La critique n’a pas été tendre. Le magazine Trouser Press a décrit l’album comme médiocre, affirmant que la production plate de Strummer avait étouffé toute trace de vie dans les chansons. Le célèbre critique Robert Christgau a même conseillé de l’éviter. Sur le plan commercial, le public est resté indifférent : ni l’album ni ses singles n’ont réussi à intégrer les classements. Strummer lui-même a admis plus tard une certaine perte de confiance durant cette période, se sentant incertain de la direction à prendre sans son partenaire d’écriture habituel, Mick Jones.

Hugh Cornwell : l’impasse de Wolf

Hugh Cornwell, figure de proue des Stranglers, a grandement contribué à populariser le groupe avec des titres emblématiques comme Golden Brown. En 1988, après quatorze ans au sein de la formation, il a souhaité expérimenter en dehors du cadre du groupe avec l’album solo Wolf. Le résultat fut une production plus légère, mais qui n’a pas convaincu.

Les critiques ont souligné que Wolf n’apportait rien de nouveau que les Stranglers n’auraient pu mieux faire. Le disque a été jugé daté, englué dans les standards de production trop lisses des années 80. Malgré un succès relatif pour le single Another Kind of Love dans les classements alternatifs américains, Cornwell n’a jamais persisté dans cette voie pop-dance légère, revenant à un style plus proche de ses racines sur ses albums suivants.

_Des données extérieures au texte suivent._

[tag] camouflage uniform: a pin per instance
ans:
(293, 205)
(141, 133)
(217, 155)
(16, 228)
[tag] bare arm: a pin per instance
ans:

Bill Nelson et la rupture Red Noise

Dans les années 70, Bill Nelson s’était imposé comme un guitariste virtuose avec Be Bop Deluxe. Cependant, en formant le projet Red Noise pour l’album Sound-On-Sound, il a radicalement changé de cap en reléguant la guitare au second plan au profit de sonorités électro-punk frénétiques. Produit par Nelson lui-même avec John Leckie, l’album se voulait futuriste mais a fini par aliéner sa base de fans.

Le disque a été perçu comme dur, mécanique et dépourvu de la beauté mélodique qui caractérisait ses travaux précédents. Nelson a reconnu que la réaction du public et de la critique avait été désastreuse. Alors que ses précédents projets atteignaient les classements, Sound-On-Sound a été totalement ignoré par le marché américain, marquant la fin prématurée de cette nouvelle direction artistique.

Stiv Bators : une déconnexion pop inattendue

Stiv Bators est surtout connu pour l’énergie brute des Dead Boys et le style goth-punk des Lords of the New Church. En 1980, il a surpris tout le monde avec Disconnected, son unique album solo orienté pop-rock. Co-produit avec Thom Wilson, l’album proposait un rock de garage mélodique inspiré des années 60.

Cette parenthèse musicale n’a trouvé son public ni chez les fans du nihilisme punk des Dead Boys, ni chez les amateurs de pop classique. Malgré un certain charme excentrique, Disconnected a été un échec commercial total, ne parvenant jamais à entrer dans les charts, contrairement aux succès passés et futurs de Bators avec ses différents groupes.

The Rolling Stones : le chaos de Satanic Majesties

Les Rolling Stones sur scène
Les Rolling Stones lors d’une performance scénique historique.

Les sessions de Their Satanic Majesties Request, la première expérience d’autoproduction des Rolling Stones après le départ de leur manager Andrew Loog Oldham, ont été marquées par le désordre. Le bassiste Bill Wyman a raconté que chaque jour de studio était une loterie pour savoir qui viendrait et quelle serait la contribution réelle des membres présents.

Si l’album s’est initialement bien vendu en 1967, atteignant la deuxième place aux États-Unis, il a subi une réévaluation critique sévère au fil des décennies. Souvent critiqué pour son manque de chansons fortes et sa tentative maladroite d’imiter le style psychédélique des Beatles, l’album est aujourd’hui considéré comme l’un des points bas de leur discographie. Keith Richards lui-même n’a pas mâché ses mots, qualifiant plus tard ce disque de véritable naufrage artistique.